Based on papers presented at conferences held by the Transatlantic Roundtable on Religion and Race in 2011 and 2012, the edited collection of essays gathered in Contesting Post-Racialism were prompted by the question of whether South Africa and the United States truly are beyond racial issues, as has often been touted in the aftermath of Nelson Mandela being elected in 1994 as the first of several black presidents in South Africa and of Barack Obama’s successful 2008 and 2012 presidential bids in the States (R. Drew Smith, ‘Introduction’, p. 3).

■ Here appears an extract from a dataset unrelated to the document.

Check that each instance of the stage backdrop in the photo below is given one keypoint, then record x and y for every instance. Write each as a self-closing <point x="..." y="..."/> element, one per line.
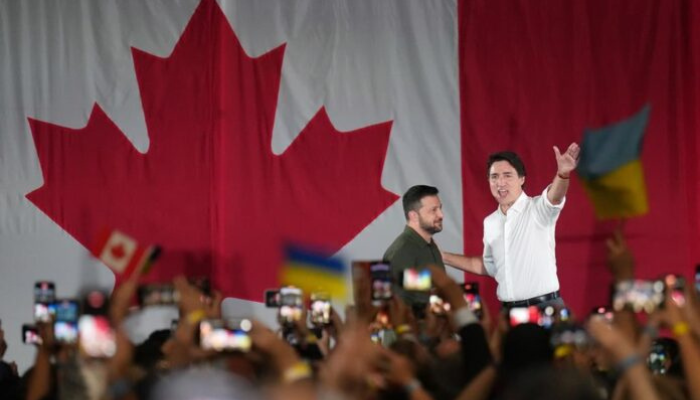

After Smith’s brief editorial introduction, Allan Boesak reflects upon the question of church activism in light of the history of post-apartheid South Africa with the aim of seeking to reclaim the radical ‘restless presence’ of first-century Christianity, which he sees as having been unseated by an accommodationist mindset during Constantinian times (pp. 13–36). This is followed by an essay by Walter Earl Fluker, who seeks to reframe black liberation theology in the States under the biblical motif of ‘exile’ as opposed to ‘exodus’, which he sees as ‘antiquated’ (pp. 37–62). A series of shorter essays follow. Of these, Leah Gaskin Fitchue and Ebony Joy Fitchue’s co-authored piece helpfully gives voice to the spectrum of ‘“psychological dispositions” of racism exhibited by white Americans’ amidst the task of black liberation (pp. 164–5; cf. 153–69), while Vuyani Vellem’s distinguishing of ‘consenting and consensing’ (i.e., of legal progress and progress with regard to ‘symbolic normative values’), constructively speaks to the unfinished business of post-racialism in post-apartheid South Africa, in which the task of ‘consensing’ continues to trail behind that of ‘consenting’ (pp. 198–210).
Since the volume’s publication in 2015, at least in the United States (if not also in South Africa), race relations have taken several regressive turns so as to render the book’s title to be already outdated, as ‘post-racialism’ no longer needs to be contested, for issues of race have been kept at the forefront of America’s national conversation by way of media and social media coverage surrounding contemporary events. Nevertheless, amidst the antagonistic climate that is unfortunately continuing to develop, the book’s sixteen chapters, embodying the spirit of the Belhar Confession, put forth liberationist ecclesiological reflections that are not only historically grounded, but also more timely and relevant than ever on both sides of the Atlantic.